L'oeuvre oscille entre réalisme et idéalisme (idéalisation). Le réalisme des détails des visages, l'art des cadrages (sujets décentrés) et des gros plans, conjugués avec l'orientation des regards, produisent une étonnante puissance de présence et d'expression des personnages.

Photo : le singulier Portrait de Louise Trudaine (1791) de Jacques-Louis David, avec son frottis de fond et son style moins réaliste.

05 février 2006

Paris par trois photographes humanistes

Dimanche 5 février 2006, je suis allé voir l'exposition "Trois photographes humanistes : Frédéric Barzilay, Lucien Hervé et Willy Ronis", qui se tient au Musée Carnavalet (dédié à l'histoire de Paris) du 21 septembre 2005 au 19 février 2006. Elle présente 55 tirages d'époque (des années 30 à 60), de petit format, appartenant au musée.
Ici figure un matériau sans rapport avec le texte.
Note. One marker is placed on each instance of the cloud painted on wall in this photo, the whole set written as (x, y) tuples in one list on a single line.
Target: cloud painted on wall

Ces trois photographes appartiennent au courant du "réalisme poétique". Tous trois ont notamment en commun des photos de Paris nocturne et brumeux, à l'instar de Brassaï (ici : Willy Ronis, Rue Muller [à Montmartre], 1934).

Lucien Hervé est un photographe de l'architecture, mais aussi de l'homme dans l'architecture. J'ai eu plaisir à découvrir ses 24 photos, faute d'avoir pu voir l'importante exposition "Architecture de l'image" que lui avait consacré le Centre des monuments nationaux en 2002 à l'Hôtel de Sully à Paris.